English teachers are practicing what they preach.

English teachers at Mason High School (MHS) utilize Goodreads, a website that connects communities of readers, to encourage a love for reading in their students. Reading is a core part of any English class curriculum, but Goodreads encourages reading outside the classroom and suggests options that may spark curiosity in students.

English and Honors English I teacher Amanda Bross uses Goodreads inside and outside her classroom. Goodreads allows readers to track their reading progress, receive recommendations, create reading goals and review books to give other readers their input. Bross said Goodreads is essential in her classroom from the start of the year, and she believes this platform can help students create a healthier relationship with reading. 

“[Goodreads] is a really great tool to work toward becoming a lifelong reader,” Bross said. “Every one of my students signs up for Goodreads and the goal is that they use it all year and beyond [the classroom].”

Like Bross, English III and Honors English III teacher Michelle Bruewer consistently uses Goodreads in her life. In addition to encouraging students to continue reading throughout their lives, Bruewer said Goodreads also helps teachers throughout the MHS English department stay up-to-date with the books their colleagues are reading.

“I follow a lot of English teachers in the building,” Bruewer said. “[Goodreads] is a great way for me to gauge what books I should maybe read, and it helps me find books that I’ve never seen before.

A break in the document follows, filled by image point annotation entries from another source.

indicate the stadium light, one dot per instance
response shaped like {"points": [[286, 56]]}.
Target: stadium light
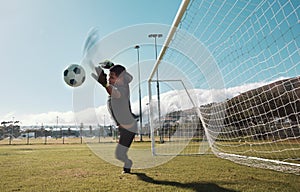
{"points": [[137, 47], [155, 36]]}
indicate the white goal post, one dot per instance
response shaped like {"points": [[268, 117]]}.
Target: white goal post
{"points": [[229, 74]]}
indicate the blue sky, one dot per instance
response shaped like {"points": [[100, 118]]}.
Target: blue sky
{"points": [[39, 38]]}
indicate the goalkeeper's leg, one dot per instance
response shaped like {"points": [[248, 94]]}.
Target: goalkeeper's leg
{"points": [[126, 138]]}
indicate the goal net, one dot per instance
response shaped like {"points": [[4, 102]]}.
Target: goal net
{"points": [[229, 83]]}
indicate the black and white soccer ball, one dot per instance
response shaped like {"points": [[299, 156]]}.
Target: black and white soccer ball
{"points": [[74, 75]]}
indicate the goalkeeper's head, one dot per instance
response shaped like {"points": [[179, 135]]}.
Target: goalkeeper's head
{"points": [[121, 73]]}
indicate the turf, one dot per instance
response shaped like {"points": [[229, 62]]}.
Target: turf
{"points": [[74, 167]]}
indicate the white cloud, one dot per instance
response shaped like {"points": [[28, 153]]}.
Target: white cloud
{"points": [[170, 101]]}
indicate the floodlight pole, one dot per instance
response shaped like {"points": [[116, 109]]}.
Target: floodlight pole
{"points": [[137, 47], [155, 36]]}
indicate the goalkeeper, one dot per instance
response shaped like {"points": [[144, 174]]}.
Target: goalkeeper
{"points": [[119, 107]]}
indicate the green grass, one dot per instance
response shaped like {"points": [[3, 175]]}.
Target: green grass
{"points": [[73, 167]]}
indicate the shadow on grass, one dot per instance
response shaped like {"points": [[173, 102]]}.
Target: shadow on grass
{"points": [[196, 186]]}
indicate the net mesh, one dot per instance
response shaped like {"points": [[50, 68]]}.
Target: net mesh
{"points": [[238, 62]]}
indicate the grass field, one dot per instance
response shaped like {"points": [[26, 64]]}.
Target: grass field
{"points": [[74, 167]]}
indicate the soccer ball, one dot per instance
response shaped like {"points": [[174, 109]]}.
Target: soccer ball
{"points": [[74, 75]]}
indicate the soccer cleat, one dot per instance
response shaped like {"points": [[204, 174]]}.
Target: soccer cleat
{"points": [[126, 171]]}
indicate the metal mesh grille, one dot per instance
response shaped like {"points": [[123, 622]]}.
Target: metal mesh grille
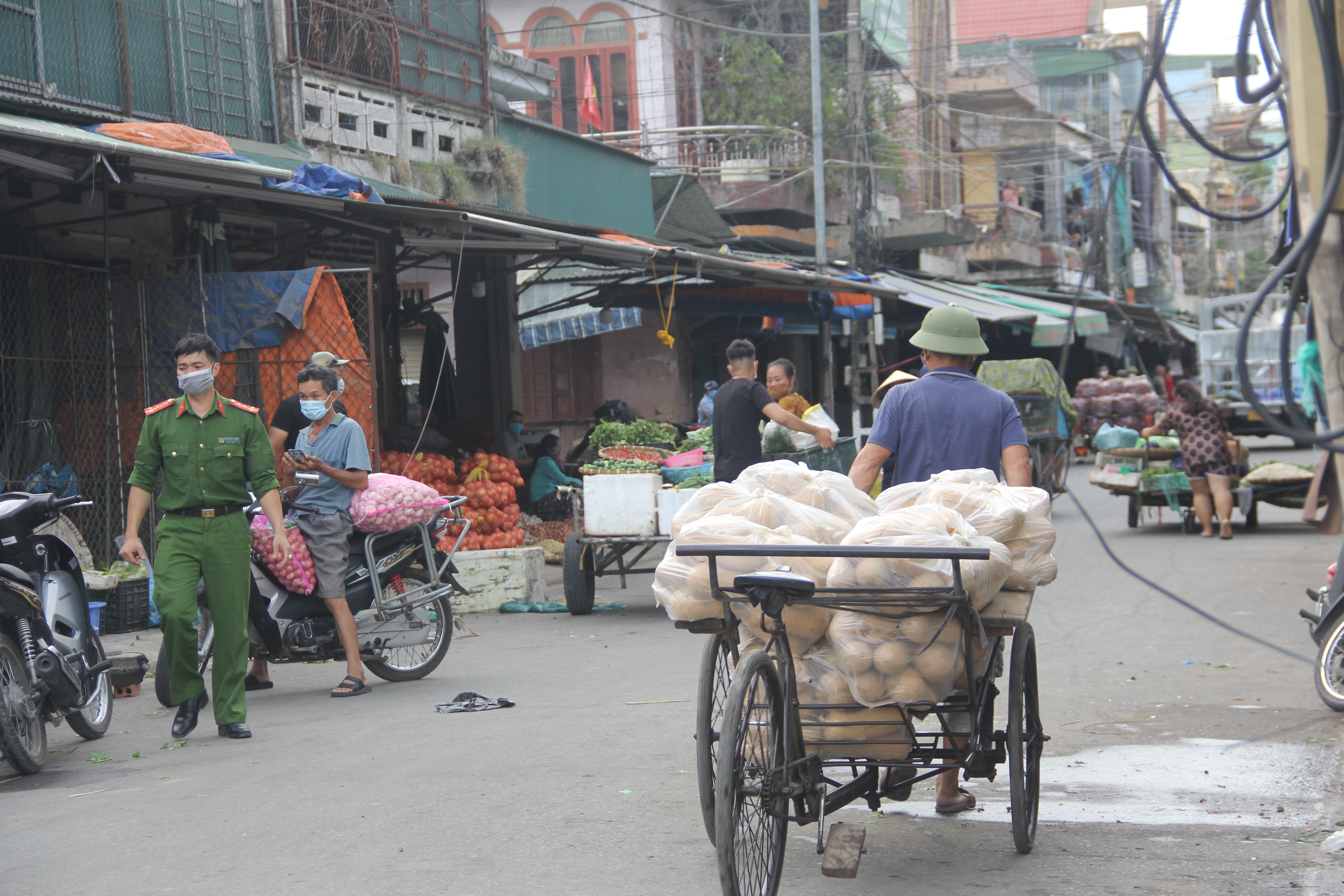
{"points": [[77, 373], [71, 393]]}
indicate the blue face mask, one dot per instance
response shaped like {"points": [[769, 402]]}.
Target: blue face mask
{"points": [[314, 410]]}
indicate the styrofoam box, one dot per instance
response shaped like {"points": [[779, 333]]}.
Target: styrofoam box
{"points": [[671, 502], [624, 504]]}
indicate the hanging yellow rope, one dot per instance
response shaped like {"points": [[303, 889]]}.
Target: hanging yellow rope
{"points": [[667, 315]]}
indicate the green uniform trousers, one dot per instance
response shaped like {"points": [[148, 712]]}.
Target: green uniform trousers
{"points": [[193, 549]]}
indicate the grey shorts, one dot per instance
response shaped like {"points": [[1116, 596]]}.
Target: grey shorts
{"points": [[328, 542]]}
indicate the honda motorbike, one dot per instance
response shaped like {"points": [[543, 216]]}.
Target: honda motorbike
{"points": [[52, 663], [404, 614]]}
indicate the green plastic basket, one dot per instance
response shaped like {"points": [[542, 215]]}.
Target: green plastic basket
{"points": [[675, 475], [838, 459]]}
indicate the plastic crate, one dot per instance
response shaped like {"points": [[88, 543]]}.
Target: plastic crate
{"points": [[128, 608], [675, 475], [819, 459]]}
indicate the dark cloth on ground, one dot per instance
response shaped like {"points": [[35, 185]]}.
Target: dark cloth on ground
{"points": [[738, 408]]}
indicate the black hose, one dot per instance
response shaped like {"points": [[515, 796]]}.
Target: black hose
{"points": [[1304, 250], [1244, 38], [1179, 600], [1203, 142]]}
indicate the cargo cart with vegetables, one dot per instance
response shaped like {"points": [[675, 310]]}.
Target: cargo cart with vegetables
{"points": [[616, 511]]}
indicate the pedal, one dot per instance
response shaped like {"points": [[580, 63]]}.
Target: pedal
{"points": [[845, 848]]}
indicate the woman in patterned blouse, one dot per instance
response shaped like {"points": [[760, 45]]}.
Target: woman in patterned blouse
{"points": [[1203, 449]]}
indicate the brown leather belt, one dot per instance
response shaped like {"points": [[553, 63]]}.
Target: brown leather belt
{"points": [[209, 514]]}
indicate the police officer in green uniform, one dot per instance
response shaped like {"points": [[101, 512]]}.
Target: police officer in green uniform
{"points": [[207, 448]]}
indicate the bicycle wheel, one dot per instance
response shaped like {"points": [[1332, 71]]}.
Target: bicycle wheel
{"points": [[1026, 739], [1330, 668], [751, 789], [716, 678]]}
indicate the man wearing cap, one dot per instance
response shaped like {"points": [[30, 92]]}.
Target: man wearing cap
{"points": [[945, 421], [290, 418], [706, 406]]}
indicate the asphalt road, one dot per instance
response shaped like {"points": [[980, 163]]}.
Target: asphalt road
{"points": [[1185, 758]]}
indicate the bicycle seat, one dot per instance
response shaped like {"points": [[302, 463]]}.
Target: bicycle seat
{"points": [[784, 579]]}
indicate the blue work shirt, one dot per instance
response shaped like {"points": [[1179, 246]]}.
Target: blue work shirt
{"points": [[945, 421], [341, 445]]}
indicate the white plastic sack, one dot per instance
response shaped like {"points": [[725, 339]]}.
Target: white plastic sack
{"points": [[772, 511], [913, 527], [996, 511], [909, 494], [893, 660], [822, 683], [682, 585], [824, 489]]}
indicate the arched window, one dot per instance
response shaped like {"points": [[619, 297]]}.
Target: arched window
{"points": [[596, 77], [605, 27], [552, 31]]}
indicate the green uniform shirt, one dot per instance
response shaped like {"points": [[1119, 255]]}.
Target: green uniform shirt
{"points": [[206, 461]]}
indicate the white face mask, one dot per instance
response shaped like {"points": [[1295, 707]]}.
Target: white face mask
{"points": [[197, 382]]}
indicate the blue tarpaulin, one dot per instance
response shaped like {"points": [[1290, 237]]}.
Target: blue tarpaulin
{"points": [[324, 180]]}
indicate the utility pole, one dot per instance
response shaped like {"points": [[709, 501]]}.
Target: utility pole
{"points": [[819, 194]]}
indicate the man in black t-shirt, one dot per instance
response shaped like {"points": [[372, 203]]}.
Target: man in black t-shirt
{"points": [[288, 420], [738, 409]]}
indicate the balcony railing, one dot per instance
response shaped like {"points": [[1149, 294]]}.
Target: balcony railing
{"points": [[728, 154]]}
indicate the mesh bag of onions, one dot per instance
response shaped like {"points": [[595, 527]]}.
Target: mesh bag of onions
{"points": [[298, 576], [393, 503]]}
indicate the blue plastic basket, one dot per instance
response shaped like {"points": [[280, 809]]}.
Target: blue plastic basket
{"points": [[675, 475]]}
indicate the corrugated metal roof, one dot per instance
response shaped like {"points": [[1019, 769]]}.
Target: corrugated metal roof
{"points": [[52, 132]]}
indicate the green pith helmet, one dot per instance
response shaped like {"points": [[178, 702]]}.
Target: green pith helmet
{"points": [[951, 331]]}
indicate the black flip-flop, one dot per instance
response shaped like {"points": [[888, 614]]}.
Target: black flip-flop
{"points": [[253, 683], [355, 687]]}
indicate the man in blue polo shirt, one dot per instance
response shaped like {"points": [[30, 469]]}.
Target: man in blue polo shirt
{"points": [[333, 446], [945, 421]]}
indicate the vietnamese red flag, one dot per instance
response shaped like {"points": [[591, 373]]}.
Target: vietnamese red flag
{"points": [[591, 112]]}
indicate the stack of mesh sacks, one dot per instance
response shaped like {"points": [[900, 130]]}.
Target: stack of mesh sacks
{"points": [[1124, 401], [846, 657]]}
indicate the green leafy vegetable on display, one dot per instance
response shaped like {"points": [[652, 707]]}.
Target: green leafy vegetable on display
{"points": [[638, 433], [620, 467], [699, 438]]}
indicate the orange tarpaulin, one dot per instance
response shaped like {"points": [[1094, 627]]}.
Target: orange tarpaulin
{"points": [[167, 136], [327, 328]]}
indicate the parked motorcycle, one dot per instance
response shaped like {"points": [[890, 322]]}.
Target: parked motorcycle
{"points": [[405, 624], [52, 663]]}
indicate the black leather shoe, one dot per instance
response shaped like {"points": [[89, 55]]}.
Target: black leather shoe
{"points": [[187, 714]]}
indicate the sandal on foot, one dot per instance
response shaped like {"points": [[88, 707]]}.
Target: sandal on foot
{"points": [[253, 683], [353, 687], [963, 802]]}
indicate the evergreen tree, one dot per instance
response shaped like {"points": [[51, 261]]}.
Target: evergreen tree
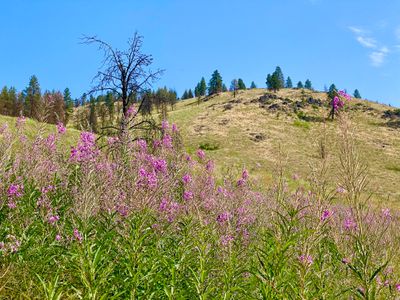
{"points": [[269, 82], [215, 84], [280, 80], [3, 100], [147, 103], [69, 105], [234, 87], [185, 95], [33, 99], [172, 98], [92, 114], [300, 85], [308, 84], [203, 87], [241, 85], [197, 90], [289, 83], [13, 102], [109, 102], [332, 92]]}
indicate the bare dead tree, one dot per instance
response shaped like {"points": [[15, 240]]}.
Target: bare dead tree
{"points": [[125, 73]]}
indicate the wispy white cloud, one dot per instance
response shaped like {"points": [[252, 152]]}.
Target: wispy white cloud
{"points": [[397, 33], [366, 41], [379, 52], [377, 57]]}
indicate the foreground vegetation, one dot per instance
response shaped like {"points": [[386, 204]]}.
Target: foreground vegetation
{"points": [[143, 219]]}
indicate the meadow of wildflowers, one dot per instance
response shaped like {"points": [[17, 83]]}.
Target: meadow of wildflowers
{"points": [[142, 219]]}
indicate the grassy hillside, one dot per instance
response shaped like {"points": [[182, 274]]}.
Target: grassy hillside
{"points": [[248, 131]]}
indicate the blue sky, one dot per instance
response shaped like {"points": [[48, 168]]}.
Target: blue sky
{"points": [[353, 43]]}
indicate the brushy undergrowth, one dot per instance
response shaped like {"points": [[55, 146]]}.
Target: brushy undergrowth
{"points": [[144, 220]]}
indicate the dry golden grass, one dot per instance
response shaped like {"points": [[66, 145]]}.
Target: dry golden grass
{"points": [[247, 135]]}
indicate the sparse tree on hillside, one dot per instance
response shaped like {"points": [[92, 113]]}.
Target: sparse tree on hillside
{"points": [[332, 91], [93, 114], [127, 74], [69, 105], [32, 101], [215, 85], [308, 85], [289, 83], [190, 94], [203, 87], [300, 85], [147, 99], [280, 83], [184, 95], [234, 87], [241, 85], [357, 94]]}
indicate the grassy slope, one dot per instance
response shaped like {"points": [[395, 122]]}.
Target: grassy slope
{"points": [[233, 130], [32, 128]]}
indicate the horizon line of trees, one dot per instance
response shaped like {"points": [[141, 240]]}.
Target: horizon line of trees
{"points": [[56, 106]]}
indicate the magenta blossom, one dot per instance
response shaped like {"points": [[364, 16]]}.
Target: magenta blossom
{"points": [[201, 154], [61, 128], [187, 195], [53, 219], [186, 178], [306, 260], [77, 235], [326, 214]]}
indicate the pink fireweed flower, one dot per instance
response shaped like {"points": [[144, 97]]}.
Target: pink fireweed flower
{"points": [[160, 165], [61, 128], [131, 111], [210, 166], [222, 218], [4, 128], [11, 204], [227, 239], [50, 142], [344, 95], [47, 189], [386, 213], [77, 235], [345, 260], [86, 149], [349, 224], [15, 190], [326, 214], [245, 174], [201, 154], [53, 219], [20, 122], [187, 195], [295, 177], [164, 125], [186, 178], [167, 141], [306, 260], [142, 144], [112, 140], [340, 190]]}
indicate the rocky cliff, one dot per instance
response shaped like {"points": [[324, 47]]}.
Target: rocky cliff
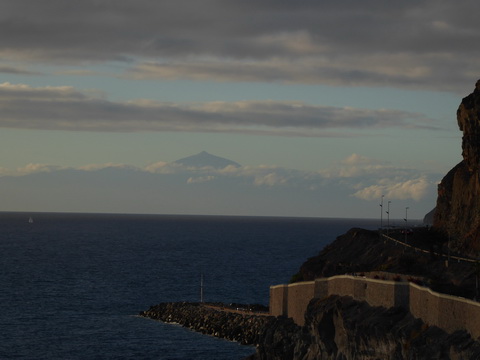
{"points": [[336, 328], [458, 204], [342, 328]]}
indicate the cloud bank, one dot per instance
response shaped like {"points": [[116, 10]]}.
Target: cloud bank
{"points": [[422, 44], [64, 108]]}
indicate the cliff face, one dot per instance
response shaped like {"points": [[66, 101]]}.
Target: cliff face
{"points": [[458, 204], [340, 328]]}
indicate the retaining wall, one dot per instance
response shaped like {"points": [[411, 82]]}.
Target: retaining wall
{"points": [[447, 312]]}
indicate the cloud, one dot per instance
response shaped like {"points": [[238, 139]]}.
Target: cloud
{"points": [[200, 179], [411, 44], [65, 108], [415, 189], [16, 70]]}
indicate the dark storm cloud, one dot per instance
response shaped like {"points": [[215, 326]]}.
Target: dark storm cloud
{"points": [[64, 108], [417, 44]]}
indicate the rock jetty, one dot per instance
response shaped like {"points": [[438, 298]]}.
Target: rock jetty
{"points": [[243, 324], [336, 328]]}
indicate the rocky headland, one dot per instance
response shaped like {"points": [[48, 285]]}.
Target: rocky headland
{"points": [[341, 328], [457, 212]]}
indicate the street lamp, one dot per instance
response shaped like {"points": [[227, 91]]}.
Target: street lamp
{"points": [[388, 215], [381, 213], [406, 223]]}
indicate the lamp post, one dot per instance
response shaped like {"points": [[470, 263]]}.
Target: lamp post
{"points": [[406, 223], [388, 216], [381, 213]]}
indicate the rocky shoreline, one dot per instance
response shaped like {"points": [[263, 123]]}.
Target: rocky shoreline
{"points": [[336, 328], [235, 323]]}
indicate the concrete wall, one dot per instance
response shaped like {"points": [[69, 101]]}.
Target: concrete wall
{"points": [[447, 312]]}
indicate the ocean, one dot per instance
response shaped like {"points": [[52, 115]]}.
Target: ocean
{"points": [[73, 284]]}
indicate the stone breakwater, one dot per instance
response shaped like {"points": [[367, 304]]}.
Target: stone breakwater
{"points": [[236, 323], [336, 328]]}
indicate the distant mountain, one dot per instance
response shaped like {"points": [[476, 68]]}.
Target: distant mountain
{"points": [[205, 159]]}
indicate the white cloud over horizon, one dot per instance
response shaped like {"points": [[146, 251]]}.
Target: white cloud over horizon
{"points": [[325, 102], [396, 183]]}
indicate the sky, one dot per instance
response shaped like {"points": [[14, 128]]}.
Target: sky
{"points": [[361, 94]]}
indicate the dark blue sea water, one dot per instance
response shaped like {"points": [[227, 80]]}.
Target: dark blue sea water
{"points": [[72, 284]]}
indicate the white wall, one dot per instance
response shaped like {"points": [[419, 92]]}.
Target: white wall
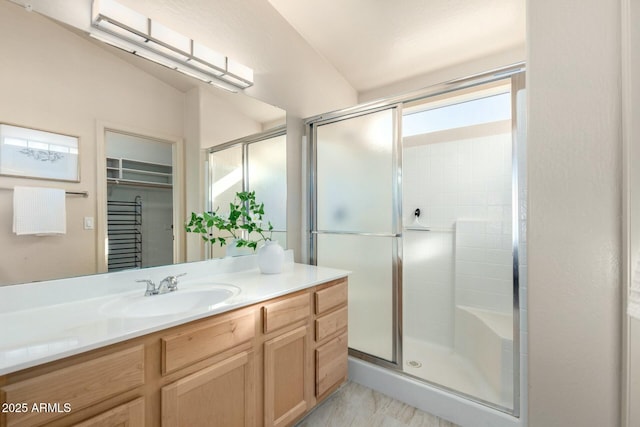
{"points": [[462, 186], [51, 79], [574, 234], [288, 72], [476, 66], [631, 154]]}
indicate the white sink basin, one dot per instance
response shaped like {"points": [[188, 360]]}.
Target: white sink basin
{"points": [[180, 301]]}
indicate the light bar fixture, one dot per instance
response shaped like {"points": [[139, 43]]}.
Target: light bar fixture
{"points": [[133, 32]]}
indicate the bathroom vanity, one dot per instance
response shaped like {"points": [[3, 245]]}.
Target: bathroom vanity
{"points": [[264, 357]]}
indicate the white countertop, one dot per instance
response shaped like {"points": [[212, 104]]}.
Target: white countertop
{"points": [[40, 332]]}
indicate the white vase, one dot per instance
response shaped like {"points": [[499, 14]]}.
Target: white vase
{"points": [[270, 257]]}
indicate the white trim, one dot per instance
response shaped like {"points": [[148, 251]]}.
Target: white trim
{"points": [[101, 187]]}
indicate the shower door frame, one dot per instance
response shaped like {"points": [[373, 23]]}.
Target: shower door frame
{"points": [[515, 74], [396, 226]]}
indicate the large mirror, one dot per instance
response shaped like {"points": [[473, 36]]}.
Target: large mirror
{"points": [[57, 79]]}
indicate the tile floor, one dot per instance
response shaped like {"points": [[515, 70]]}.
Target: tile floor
{"points": [[354, 405]]}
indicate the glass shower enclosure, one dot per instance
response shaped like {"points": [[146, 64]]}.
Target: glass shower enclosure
{"points": [[418, 198]]}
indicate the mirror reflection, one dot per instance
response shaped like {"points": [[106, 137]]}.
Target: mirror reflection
{"points": [[59, 80]]}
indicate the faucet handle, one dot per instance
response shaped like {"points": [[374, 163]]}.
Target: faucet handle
{"points": [[151, 287], [173, 281]]}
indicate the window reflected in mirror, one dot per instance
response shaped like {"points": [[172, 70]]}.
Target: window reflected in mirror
{"points": [[256, 163]]}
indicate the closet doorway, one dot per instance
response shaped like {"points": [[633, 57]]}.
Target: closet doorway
{"points": [[139, 219]]}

English and Honors English I teacher Jennifer Leitsch uses Goodreads to review books with an honest opinion that provides insight to her students and colleagues. Leitsch said she believes it is her responsibility as a reader to give input to her Goodreads community.

“I always keep my students in mind when I’m reviewing things,” Leitsch said. “I am always conscious of the fact that my reading life is public, [but] I feel like it is part of my job as a teacher and reader to model a healthy reading life.”

Like Leitsch, Bross said she believes that it is her responsibility as a teacher to model what a healthy reading life looks like for her students. Bross said a healthy reading life happens when students choose to read consistently for their own benefit.

“I think I lose credibility if I tell my students it’s important to be a reader and I’m not one myself,” Bross said. “Reading is such a valuable part of life and of becoming an empathetic individual. If I don’t read, I have not practiced what I preach.”

Leitsch also lends the idea of practicing what one preaches to her assignments. She believes if she assigns something to her students, she should be able to do it as well, teaching her to empathize with her students. Leitsch said this mindset carries on into her and her students’ reading lives.

“I believe that the teacher needs to be the model reader in the classroom,” Leitsch said. “My students are currently writing narratives right now and I’m working on my own so that I can model the process and remember how hard it is to write.”

Bruewer strives to set an example of a model relationship with reading that her students can mimic. Bruewer said she advocates for communication and active reading, so Goodreads is an important assist in her classroom.

“I think it’s extremely important for teachers to read, or at least be aware of the books that kids are reading so they can talk to kids about reading,” Bruewer said. “A student is more likely to continue reading if they have multiple people in their lives talking about it, and I think teachers are a great resource for that.”

For Leitsch, and many others like her, Goodreads provides an accessible community of readers that share a common taste in books. Whether it is talking to friends and coworkers, reading reviews on the site or simply talking to her students about their most recent read, Leitsch said that having that community helps one grow as a reader.

”Real readers seek out community,” Leitsch said. “Real readers talk about what they’re reading with other people, and real readers get recommendations from friends. That’s part of the reading life.”

Bross hopes students can bring their tools from Goodreads over into the next stages of their life. She said reading should be a life-long skill and hopes she can help students foster that relationship with the help of the website.

“I hope [the students] carry these reading skills with them,” Bross said. “People who are informed citizens, read to better educate themselves and learn about the stories of others. The benefits and the importance of reading is immeasurable.”